Coupled nonlinear oscillators: metamorphoses of amplitude profiles. The case of the approximate effective equation

TL;DR

This paper investigates the complex amplitude responses of two coupled nonlinear oscillators, such as vibration absorbers, revealing new nonlinear phenomena through analysis of approximate effective equations and their metamorphoses.

Contribution

It introduces an analysis of amplitude profile metamorphoses in coupled oscillators using the Krylov-Bogoliubov-Mitropolsky approach, highlighting complex behaviors beyond single oscillator models.

Findings

Amplitude profiles exhibit complex metamorphoses with parameter changes.

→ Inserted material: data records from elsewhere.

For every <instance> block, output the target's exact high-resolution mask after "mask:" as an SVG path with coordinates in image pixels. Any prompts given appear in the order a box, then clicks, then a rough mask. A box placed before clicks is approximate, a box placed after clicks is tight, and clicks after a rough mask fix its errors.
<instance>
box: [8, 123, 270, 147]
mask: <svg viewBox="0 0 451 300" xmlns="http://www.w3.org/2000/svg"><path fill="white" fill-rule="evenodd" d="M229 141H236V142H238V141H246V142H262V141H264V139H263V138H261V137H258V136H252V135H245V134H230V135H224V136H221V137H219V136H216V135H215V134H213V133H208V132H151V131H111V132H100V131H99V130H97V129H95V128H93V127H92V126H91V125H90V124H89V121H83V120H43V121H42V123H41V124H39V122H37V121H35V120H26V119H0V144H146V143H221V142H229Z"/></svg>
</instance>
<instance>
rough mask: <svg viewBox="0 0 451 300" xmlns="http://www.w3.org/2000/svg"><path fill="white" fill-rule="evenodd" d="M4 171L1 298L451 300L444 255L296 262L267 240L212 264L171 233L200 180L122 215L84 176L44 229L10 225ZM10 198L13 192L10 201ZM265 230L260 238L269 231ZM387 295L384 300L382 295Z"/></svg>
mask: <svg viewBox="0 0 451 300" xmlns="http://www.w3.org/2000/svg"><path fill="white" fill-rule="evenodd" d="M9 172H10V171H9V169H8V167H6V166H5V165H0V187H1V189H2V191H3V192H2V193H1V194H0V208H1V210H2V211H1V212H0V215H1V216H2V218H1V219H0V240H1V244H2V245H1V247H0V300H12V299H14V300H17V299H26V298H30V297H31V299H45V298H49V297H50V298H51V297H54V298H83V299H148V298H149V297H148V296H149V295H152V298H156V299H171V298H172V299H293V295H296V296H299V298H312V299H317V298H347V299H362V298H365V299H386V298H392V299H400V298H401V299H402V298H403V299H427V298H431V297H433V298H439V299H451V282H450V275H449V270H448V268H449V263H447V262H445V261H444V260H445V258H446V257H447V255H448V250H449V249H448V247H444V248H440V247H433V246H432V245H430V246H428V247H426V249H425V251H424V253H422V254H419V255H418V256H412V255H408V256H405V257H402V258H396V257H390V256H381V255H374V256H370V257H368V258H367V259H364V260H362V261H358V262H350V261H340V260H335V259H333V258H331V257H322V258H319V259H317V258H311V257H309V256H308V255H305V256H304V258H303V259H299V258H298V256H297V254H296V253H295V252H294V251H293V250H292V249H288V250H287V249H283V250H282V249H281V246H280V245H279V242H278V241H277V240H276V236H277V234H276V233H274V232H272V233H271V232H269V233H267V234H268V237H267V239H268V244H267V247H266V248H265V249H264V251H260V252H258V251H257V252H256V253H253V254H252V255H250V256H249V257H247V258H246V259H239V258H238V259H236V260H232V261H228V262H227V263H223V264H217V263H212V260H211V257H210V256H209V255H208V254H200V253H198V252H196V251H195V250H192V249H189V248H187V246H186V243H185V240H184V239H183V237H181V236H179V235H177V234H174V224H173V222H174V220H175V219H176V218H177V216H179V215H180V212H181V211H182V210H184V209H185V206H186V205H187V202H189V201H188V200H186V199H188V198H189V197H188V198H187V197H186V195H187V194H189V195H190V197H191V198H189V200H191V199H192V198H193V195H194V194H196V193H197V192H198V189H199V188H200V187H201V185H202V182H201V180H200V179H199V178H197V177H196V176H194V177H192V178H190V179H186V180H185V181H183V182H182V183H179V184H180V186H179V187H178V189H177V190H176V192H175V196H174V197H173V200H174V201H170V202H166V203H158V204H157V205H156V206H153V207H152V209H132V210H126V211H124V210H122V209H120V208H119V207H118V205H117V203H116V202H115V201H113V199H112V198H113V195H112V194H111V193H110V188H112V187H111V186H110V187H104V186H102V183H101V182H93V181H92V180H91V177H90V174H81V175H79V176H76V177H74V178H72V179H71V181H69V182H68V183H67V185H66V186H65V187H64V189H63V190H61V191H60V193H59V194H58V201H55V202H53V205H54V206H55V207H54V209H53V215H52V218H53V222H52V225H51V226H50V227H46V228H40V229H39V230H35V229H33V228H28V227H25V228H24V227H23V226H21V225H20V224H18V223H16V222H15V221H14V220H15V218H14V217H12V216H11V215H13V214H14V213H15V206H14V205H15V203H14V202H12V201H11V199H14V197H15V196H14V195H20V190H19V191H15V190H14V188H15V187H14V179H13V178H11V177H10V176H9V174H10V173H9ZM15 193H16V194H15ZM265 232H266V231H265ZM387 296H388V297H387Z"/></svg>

New nonlinear phenomena are identified in coupled oscillator dynamics.

Dependence of amplitude on frequency is more intricate than in single Duffing oscillators.

Abstract

We study dynamics of two coupled periodically driven oscillators. Important example of such a system is a dynamic vibration absorber which consists of a small mass attached to the primary vibrating system of a large mass. Periodic solutions of the approximate effective equation are determined within the Krylov-Bogoliubov-Mitropolsky approach to get the amplitude profiles $AOmega) $. Dependence of the amplitude $A$ of nonlinear resonances on the frequency $ \Omega $ is much more complicated than in the case of one Duffing oscillator and hence new nonlinear phenomena are possible. In the present paper we study metamorphoses of the function $A(\Omega) $ induced by changes of the control parameters.